Сначала это называлось мигрень. Мигрень могла вспыхнуть даже без всяких видимых огорчений. Казалось, любопытствующие, оценивающие, осуждающие взгляды соседей, постоянно направленные на нее, сходились где-то за стенкой нежного лба, как сходятся прожектора на серебряной точке самолета, грозя взрывом, уничтожением, падением вниз. А потом пришла болезнь. Настоящая. У нее не было названия. Врачи не могли определить ее и вылечить. Это были какие-то внезапные приступы лихорадки и рвоты, после которых мать не могла подняться несколько дней. Не помогали никакие лекарства, никакие поездки в специальные санатории. Приступы возвращались, и мать отлеживалась после них бессильная, мечтательная, удовлетворенная.

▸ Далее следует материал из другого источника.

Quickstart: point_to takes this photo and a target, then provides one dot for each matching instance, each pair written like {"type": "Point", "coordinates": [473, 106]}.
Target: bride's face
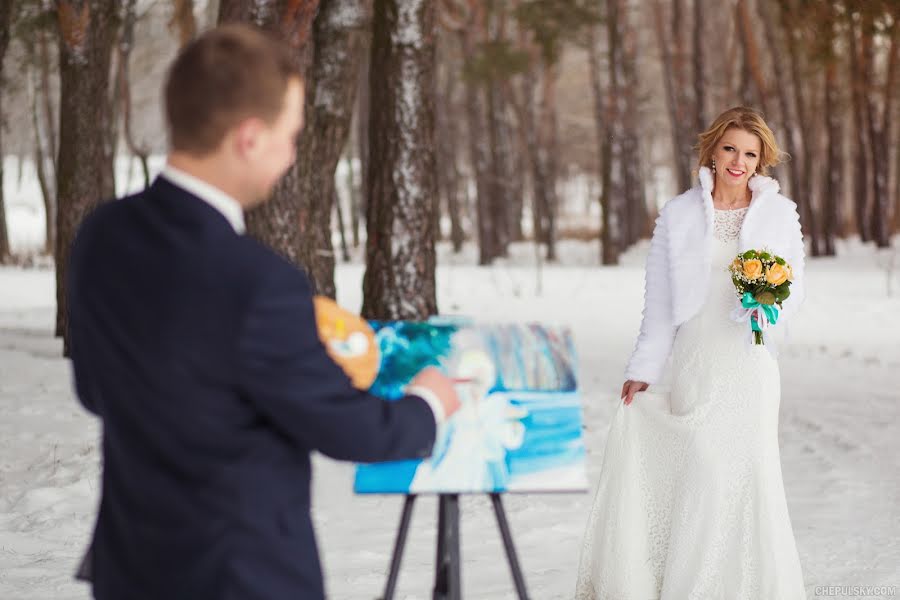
{"type": "Point", "coordinates": [736, 157]}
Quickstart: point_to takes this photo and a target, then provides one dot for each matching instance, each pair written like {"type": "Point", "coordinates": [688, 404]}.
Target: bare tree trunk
{"type": "Point", "coordinates": [834, 173]}
{"type": "Point", "coordinates": [339, 212]}
{"type": "Point", "coordinates": [126, 43]}
{"type": "Point", "coordinates": [43, 51]}
{"type": "Point", "coordinates": [354, 199]}
{"type": "Point", "coordinates": [447, 138]}
{"type": "Point", "coordinates": [183, 21]}
{"type": "Point", "coordinates": [804, 147]}
{"type": "Point", "coordinates": [602, 125]}
{"type": "Point", "coordinates": [339, 33]}
{"type": "Point", "coordinates": [399, 282]}
{"type": "Point", "coordinates": [699, 82]}
{"type": "Point", "coordinates": [879, 123]}
{"type": "Point", "coordinates": [613, 169]}
{"type": "Point", "coordinates": [86, 36]}
{"type": "Point", "coordinates": [636, 217]}
{"type": "Point", "coordinates": [5, 20]}
{"type": "Point", "coordinates": [478, 146]}
{"type": "Point", "coordinates": [746, 28]}
{"type": "Point", "coordinates": [549, 151]}
{"type": "Point", "coordinates": [863, 166]}
{"type": "Point", "coordinates": [499, 175]}
{"type": "Point", "coordinates": [362, 130]}
{"type": "Point", "coordinates": [278, 223]}
{"type": "Point", "coordinates": [781, 84]}
{"type": "Point", "coordinates": [40, 160]}
{"type": "Point", "coordinates": [674, 77]}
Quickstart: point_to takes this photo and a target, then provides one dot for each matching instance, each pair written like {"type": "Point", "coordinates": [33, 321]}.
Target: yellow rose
{"type": "Point", "coordinates": [752, 269]}
{"type": "Point", "coordinates": [776, 274]}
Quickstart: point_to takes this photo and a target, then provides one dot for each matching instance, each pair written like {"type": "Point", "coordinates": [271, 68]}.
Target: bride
{"type": "Point", "coordinates": [690, 502]}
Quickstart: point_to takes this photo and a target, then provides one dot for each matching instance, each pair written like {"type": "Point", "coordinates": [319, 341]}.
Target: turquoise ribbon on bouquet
{"type": "Point", "coordinates": [770, 310]}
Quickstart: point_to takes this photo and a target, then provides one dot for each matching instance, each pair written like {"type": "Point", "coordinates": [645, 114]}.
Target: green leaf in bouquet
{"type": "Point", "coordinates": [781, 293]}
{"type": "Point", "coordinates": [766, 297]}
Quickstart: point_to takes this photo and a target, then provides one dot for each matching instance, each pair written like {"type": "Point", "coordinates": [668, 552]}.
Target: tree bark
{"type": "Point", "coordinates": [879, 123]}
{"type": "Point", "coordinates": [399, 282]}
{"type": "Point", "coordinates": [699, 81]}
{"type": "Point", "coordinates": [602, 126]}
{"type": "Point", "coordinates": [296, 222]}
{"type": "Point", "coordinates": [183, 21]}
{"type": "Point", "coordinates": [803, 144]}
{"type": "Point", "coordinates": [862, 175]}
{"type": "Point", "coordinates": [833, 175]}
{"type": "Point", "coordinates": [40, 162]}
{"type": "Point", "coordinates": [448, 135]}
{"type": "Point", "coordinates": [339, 33]}
{"type": "Point", "coordinates": [781, 84]}
{"type": "Point", "coordinates": [636, 217]}
{"type": "Point", "coordinates": [674, 77]}
{"type": "Point", "coordinates": [478, 146]}
{"type": "Point", "coordinates": [611, 225]}
{"type": "Point", "coordinates": [83, 178]}
{"type": "Point", "coordinates": [746, 30]}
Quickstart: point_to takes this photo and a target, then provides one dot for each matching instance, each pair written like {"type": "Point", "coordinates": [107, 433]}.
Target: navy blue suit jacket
{"type": "Point", "coordinates": [198, 349]}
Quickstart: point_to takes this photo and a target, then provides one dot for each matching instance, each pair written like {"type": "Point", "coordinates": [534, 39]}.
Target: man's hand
{"type": "Point", "coordinates": [630, 388]}
{"type": "Point", "coordinates": [440, 385]}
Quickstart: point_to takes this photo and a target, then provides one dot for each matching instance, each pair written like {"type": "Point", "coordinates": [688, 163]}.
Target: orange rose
{"type": "Point", "coordinates": [753, 269]}
{"type": "Point", "coordinates": [776, 274]}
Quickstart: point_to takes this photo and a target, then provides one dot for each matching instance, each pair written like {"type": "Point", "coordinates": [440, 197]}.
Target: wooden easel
{"type": "Point", "coordinates": [447, 583]}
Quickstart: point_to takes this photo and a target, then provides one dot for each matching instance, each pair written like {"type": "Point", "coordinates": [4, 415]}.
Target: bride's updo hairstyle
{"type": "Point", "coordinates": [749, 120]}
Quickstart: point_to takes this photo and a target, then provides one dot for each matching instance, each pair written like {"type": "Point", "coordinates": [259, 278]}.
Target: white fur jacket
{"type": "Point", "coordinates": [678, 263]}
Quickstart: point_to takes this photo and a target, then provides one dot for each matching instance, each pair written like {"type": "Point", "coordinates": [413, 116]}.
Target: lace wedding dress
{"type": "Point", "coordinates": [690, 504]}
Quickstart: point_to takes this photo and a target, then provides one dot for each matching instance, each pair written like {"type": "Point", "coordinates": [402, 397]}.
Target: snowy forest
{"type": "Point", "coordinates": [497, 159]}
{"type": "Point", "coordinates": [507, 107]}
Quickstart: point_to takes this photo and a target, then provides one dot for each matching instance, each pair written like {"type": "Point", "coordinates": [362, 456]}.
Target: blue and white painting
{"type": "Point", "coordinates": [519, 426]}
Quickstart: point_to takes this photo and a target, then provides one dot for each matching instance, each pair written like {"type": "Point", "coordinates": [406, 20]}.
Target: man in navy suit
{"type": "Point", "coordinates": [198, 349]}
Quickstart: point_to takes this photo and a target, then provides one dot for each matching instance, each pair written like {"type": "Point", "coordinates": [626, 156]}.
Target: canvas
{"type": "Point", "coordinates": [519, 427]}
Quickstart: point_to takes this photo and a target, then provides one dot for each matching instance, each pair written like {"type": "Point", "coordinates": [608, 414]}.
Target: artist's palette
{"type": "Point", "coordinates": [349, 340]}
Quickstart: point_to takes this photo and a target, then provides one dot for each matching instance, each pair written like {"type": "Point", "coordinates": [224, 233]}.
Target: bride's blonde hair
{"type": "Point", "coordinates": [749, 120]}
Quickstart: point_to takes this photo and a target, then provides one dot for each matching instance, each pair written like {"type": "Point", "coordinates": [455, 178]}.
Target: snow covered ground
{"type": "Point", "coordinates": [839, 432]}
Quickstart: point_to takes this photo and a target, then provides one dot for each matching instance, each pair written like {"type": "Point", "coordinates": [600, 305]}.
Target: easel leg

Антону потом казалось, что даже ребенком он понимал болезнь матери лучше всех врачей. Он замечал, что только во время приступов и после них с лица матери исчезало выражение напряженного испуга. Он видел, что матери приносило огромное облегчение быть больной и ни в чем не виноватой. Какой мог быть спрос со слабой женщины, придавленной к постели загадочной болезнью?